Григорий Синаит: «Сдерживай дыхание легких, чтобы не дышать без необходимости, так как слышание вылетающих из сердца вздохов омрачает ум, рассеивает мысли и, изгоняя ум из сердца, предает его плену забвения… Сдерживая дыхание, заключая ум в сердце и повторяя без перерыва постоянно призывание Господа Иисуса, ты скоро пожжешь и оттеснишь помыслы»{365}.

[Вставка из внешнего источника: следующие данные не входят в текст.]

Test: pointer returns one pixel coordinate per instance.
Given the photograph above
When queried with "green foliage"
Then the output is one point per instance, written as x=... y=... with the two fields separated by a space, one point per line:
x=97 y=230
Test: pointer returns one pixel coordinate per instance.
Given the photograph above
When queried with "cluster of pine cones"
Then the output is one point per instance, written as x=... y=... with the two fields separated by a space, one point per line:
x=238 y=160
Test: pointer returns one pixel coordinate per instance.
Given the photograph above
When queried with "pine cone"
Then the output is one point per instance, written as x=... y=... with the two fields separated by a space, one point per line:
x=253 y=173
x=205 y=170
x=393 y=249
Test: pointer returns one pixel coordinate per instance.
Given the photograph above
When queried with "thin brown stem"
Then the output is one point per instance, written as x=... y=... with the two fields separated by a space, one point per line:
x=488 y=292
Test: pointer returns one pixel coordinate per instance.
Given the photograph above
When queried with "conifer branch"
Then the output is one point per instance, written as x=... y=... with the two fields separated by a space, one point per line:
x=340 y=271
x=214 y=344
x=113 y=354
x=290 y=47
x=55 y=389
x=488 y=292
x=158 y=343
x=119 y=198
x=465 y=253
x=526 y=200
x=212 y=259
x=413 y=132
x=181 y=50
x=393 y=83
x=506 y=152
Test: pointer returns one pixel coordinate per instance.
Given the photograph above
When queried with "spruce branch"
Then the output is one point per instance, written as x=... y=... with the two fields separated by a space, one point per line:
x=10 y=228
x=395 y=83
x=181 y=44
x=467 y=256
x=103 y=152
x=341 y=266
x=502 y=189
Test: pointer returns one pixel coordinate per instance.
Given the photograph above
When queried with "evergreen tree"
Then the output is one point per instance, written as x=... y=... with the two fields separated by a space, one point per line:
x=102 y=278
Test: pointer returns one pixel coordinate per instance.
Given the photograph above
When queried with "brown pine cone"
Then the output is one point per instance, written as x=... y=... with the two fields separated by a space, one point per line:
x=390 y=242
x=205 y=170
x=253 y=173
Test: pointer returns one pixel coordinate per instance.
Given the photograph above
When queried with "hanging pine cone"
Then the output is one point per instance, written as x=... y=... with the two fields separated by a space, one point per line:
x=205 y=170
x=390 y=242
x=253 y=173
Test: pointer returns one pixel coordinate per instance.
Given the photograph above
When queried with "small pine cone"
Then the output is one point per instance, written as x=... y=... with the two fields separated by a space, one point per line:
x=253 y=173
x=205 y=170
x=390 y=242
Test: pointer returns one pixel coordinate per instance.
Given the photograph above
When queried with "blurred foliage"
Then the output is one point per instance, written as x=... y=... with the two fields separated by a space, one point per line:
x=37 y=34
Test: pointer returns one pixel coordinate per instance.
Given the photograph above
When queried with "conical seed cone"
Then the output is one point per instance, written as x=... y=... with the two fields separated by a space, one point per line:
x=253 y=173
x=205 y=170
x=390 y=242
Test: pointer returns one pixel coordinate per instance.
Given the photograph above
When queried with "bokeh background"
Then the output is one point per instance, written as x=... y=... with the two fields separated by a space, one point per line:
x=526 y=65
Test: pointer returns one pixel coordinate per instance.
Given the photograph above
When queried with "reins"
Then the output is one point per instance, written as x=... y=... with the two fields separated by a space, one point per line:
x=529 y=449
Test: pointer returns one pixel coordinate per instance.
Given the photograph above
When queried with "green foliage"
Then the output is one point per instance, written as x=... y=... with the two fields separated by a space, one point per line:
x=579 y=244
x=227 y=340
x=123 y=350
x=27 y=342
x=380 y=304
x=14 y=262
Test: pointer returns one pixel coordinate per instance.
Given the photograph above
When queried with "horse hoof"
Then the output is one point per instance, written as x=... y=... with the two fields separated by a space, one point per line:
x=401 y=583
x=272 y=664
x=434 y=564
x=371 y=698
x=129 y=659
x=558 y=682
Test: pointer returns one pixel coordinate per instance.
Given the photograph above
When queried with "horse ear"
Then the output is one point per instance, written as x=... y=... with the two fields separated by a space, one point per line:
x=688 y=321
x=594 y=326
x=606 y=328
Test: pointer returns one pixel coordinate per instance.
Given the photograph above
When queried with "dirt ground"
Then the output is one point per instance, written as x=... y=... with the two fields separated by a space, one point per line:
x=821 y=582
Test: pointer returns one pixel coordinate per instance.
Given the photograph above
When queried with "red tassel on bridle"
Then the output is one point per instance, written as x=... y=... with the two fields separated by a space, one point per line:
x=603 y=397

Понятно, что неподвижность и покой телесный располагают к внутреннему сосредоточению, способствуют внимательной молитве. Но возникает вопрос — каким же образом согласовать это положение с известной мыслью Исаака Сирина: «Всякая молитва, в которой не утруждалось тело и не скорбело сердце, вменяется за одно с недоношенным плодом чрева, потому что такая молитва не имеет в себе души»?[121] Надо заметить, что здесь предлагается два условия, причем второе — скорбь сердечная — оказывается, по слову самого же Исаака Сирина, важнее первого — труда телесного — и может даже упразднять оное: «Сердце, исполненное печали о немощи и бессилии в делах телесных, явных, заменяет собою все телесные дела… Печаль умная превосходит и телесный труд». В свою очередь, «дела телесные без печали ума — то же, что и тело неодушевленное… Печаль ума — драгоценное Божие даяние. Кто переносит ее как должно, тот подобен человеку, носящему в членах своих святыню»{366}.
Однако и первое условие — утеснение плоти, утруждение телесное — во многих отношениях полезно и потребно. Прежде всего ради бодренности духа и ради смирения тела, в котором оно тоже нуждается, ибо смириться человеку должно всем существом своим. Умеренный покой вовсе не означает общей расслабленности, или телесного комфорта, но должен сопровождаться умеренным же утруждением. Усилия в молитве необходимы, ибо только нуждницы восхищают е[122] и, помимо усилий внутренних, помимо скорби и ревности сердечной, есть нужда и во внешних физических усилиях. Осуществляется это делание в двух направлениях: во-первых, через то, что Григорий Палама называет «осязательной скорбью», и, во-вторых, через статические нагрузки.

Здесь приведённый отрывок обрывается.